Architectural firms chosen in NY Rockaways contest

Architectural firms in NY, Toronto, London and Sweden chosen in Rockaways development contest

Associated Press

NEW YORK (AP) -- Architectural firms from New York, Toronto, London and Sweden have been chosen as finalists in a contest to help develop an 80-acre storm-resilient site in the Rockaways.

Their proposals were chosen from among 117 submissions from designers in more than 20 countries. The contest was carried out by the New York City Department of Housing Preservation and Development and several development partners, according to a release Thursday.

The four firms will each receive $30,000 to develop proposals for a mixed-use, mixed-income, sustainable and storm-resilient community known as Arverne East. The city-owned site is in a beachfront area of the Rockaways that flooded during Superstorm Sandy last year.

The proposals must meet physical and regulatory challenges of waterfront development in the post-Sandy era in a contest meant to encourage ideas for handling challenges of development in flood-prone areas.

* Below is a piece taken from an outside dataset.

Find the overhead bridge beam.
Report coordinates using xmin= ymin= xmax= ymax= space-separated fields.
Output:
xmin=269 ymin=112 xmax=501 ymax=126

Department Commissioner Mathew Wambua praised the entries.

"Hurricane Sandy did not back us away from the waterfront and its development, but the intensity of the storm and the terrible damage we all saw the day after reminded us that intelligent shorefront design is essential to our future," he said in a release.

"This is a great starting point and I look forward to the next iteration of the finalists' concepts. These ideas have the potential to not only guide development and protect property, but most important of all, they could save lives," Wambua said.

The winners were identified as Ennead Architects, a New York-based firm; Lateral Office, a Toronto-based experimental design practice; Seeding Office, a London-based architectural practice; and White Arkitekter, a Goteborg, Sweden-based firm and the largest architectural practice in Scandinavia.

The next stage of the competition requires submissions by Oct. 7. The winner will receive another $30,000.